In case you don't read the Times, you are not alone The newspaper's average paid daily circulation has nosedived from its zenith of 1.92 million in 2013 to 590,000 at the end of last year. It's decline allowed a Mexican billionaire to swoop in and claim one of America's oldest newspapers.
Carlos Slim, one of the world's richest men with a fortune estimated at $62 billion, exercised warrants he acquired in 2009 to become a 16.8 percent majority share owner in 2015. Despite denials by The Times' publisher, Slim's well-known disdain for President Trump now steers the editorial direction.
Over the years, Slim has funneled multi-million dollar donations to the Clinton Foundation both as an individual and through charitable entities he controls. His Telmex Foundation has paid hundreds of thousands of dollars to Hillary Clinton for speeches to the organization.
Like Ms. Clinton, Slim favors an open border with Mexico, abhors the idea of a wall between his country and the United States, and loathes deportation of illegal immigrants. His opinions are not altruistic, but are tied to his business interests in Mexico.
The billionaire, once referred to as a 'robber baron' on the pages of The New York Times, owns some 200 companies, including banks, telecommunications firms, retail establishments, airlines, railways, hotels, printing and tobacco companies. Most interests are under the holding company Grupo Carso.
Illegal and legal Mexican immigrants in the U.S. wire billions home through banks with ties to Slim. Phone calls from this same group generate a steady stream of income for Slim's land line and mobile telecommunications businesses. More Mexicans in the U.S. equals more profit for Slim.
Even before Mr. Trump was elected president, Slim's newspaper assigned a team of investigative reporters to plumb for muck on the candidate. After the inauguration, the Times launched a witch hunt for rumors of collusion between the Russians and the Trump campaign.
A glut of articles with spurious sources began dotting the paper. Several, including one that featured sordid details of a fake dossier on Mr. Trump, have proven false. But that hasn't stopped the paper from using undisclosed sources to daily smear the Trump Administration.
In February, the Times breathlessly reported that the Russian intelligence apparatus had contacts with the Trump campaign and associates. The article became the launchpad for a series of wordy tomes on how team Trump conspired to steal the election from Hillary Clinton.

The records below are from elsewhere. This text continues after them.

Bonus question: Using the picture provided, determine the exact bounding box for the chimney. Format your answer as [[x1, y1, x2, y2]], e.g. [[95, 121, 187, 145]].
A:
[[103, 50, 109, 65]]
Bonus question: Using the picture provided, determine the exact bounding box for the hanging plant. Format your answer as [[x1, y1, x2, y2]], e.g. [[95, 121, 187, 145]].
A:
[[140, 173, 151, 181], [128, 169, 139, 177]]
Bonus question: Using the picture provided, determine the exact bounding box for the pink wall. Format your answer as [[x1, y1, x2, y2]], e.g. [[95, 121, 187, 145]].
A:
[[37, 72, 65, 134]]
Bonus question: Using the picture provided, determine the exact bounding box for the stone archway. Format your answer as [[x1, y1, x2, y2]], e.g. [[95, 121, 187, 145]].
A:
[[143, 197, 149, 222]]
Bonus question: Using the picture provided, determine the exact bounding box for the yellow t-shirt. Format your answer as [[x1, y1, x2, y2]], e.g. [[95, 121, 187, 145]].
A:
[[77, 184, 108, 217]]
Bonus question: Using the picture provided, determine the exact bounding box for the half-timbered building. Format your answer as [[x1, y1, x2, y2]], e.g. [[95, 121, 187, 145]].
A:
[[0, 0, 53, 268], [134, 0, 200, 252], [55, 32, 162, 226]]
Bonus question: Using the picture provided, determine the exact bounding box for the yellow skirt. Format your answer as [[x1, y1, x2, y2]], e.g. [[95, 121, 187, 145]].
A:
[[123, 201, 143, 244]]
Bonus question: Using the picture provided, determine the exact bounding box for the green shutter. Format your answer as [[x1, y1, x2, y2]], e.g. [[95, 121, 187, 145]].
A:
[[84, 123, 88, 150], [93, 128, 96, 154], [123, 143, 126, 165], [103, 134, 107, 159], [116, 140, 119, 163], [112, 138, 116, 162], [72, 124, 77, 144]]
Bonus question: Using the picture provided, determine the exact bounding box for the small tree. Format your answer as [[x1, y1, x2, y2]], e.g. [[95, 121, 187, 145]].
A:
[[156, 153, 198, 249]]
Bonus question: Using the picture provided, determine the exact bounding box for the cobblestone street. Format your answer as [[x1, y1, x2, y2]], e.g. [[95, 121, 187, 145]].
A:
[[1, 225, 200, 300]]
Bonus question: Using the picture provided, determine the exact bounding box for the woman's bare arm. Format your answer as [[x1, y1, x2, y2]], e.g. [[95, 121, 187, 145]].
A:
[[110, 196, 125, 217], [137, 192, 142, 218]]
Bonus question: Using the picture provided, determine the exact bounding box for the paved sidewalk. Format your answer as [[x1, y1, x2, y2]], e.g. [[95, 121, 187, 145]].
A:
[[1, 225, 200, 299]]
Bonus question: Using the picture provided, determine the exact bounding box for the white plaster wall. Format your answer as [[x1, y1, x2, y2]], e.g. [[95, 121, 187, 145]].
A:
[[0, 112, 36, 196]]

However, in June former FBI director James Comey in an appearance before the Senate Intelligence Committee debunked the story under oath. Comey called The New York Times reporting on the Trump conspiracy "not true." He should have called it a damnable lie.
The latest Times hit-piece about Donald Trump Jr. is long on innuendo and short on evidence of wrongdoing. Unsubstantiated fabrications have replaced unbiased reporting. Apparently, the Times sold its journalistic principles along with the 166-year-old newspaper's assets to Slim.
Slim knows the Times' anti-Trump campaign plays well politically in his home country of Mexico. A sealed border is anathema to the country's political establishment. By leading the effort to sabotage the Trump Administration, Slim wants to enhance his political influence in Mexico.
His image could use some burnishing. Leaders from Mexico's three political parties have all agreed to confront Slim over his dominance in telecommunications and other industries. Don't take our word. It was reported in the Times in 2016. But then the newsroom got new marching orders.
Now The New York Times has only praise for Carlos Slim. Money talks even as the Times remains silent about the majority owner's political vendetta.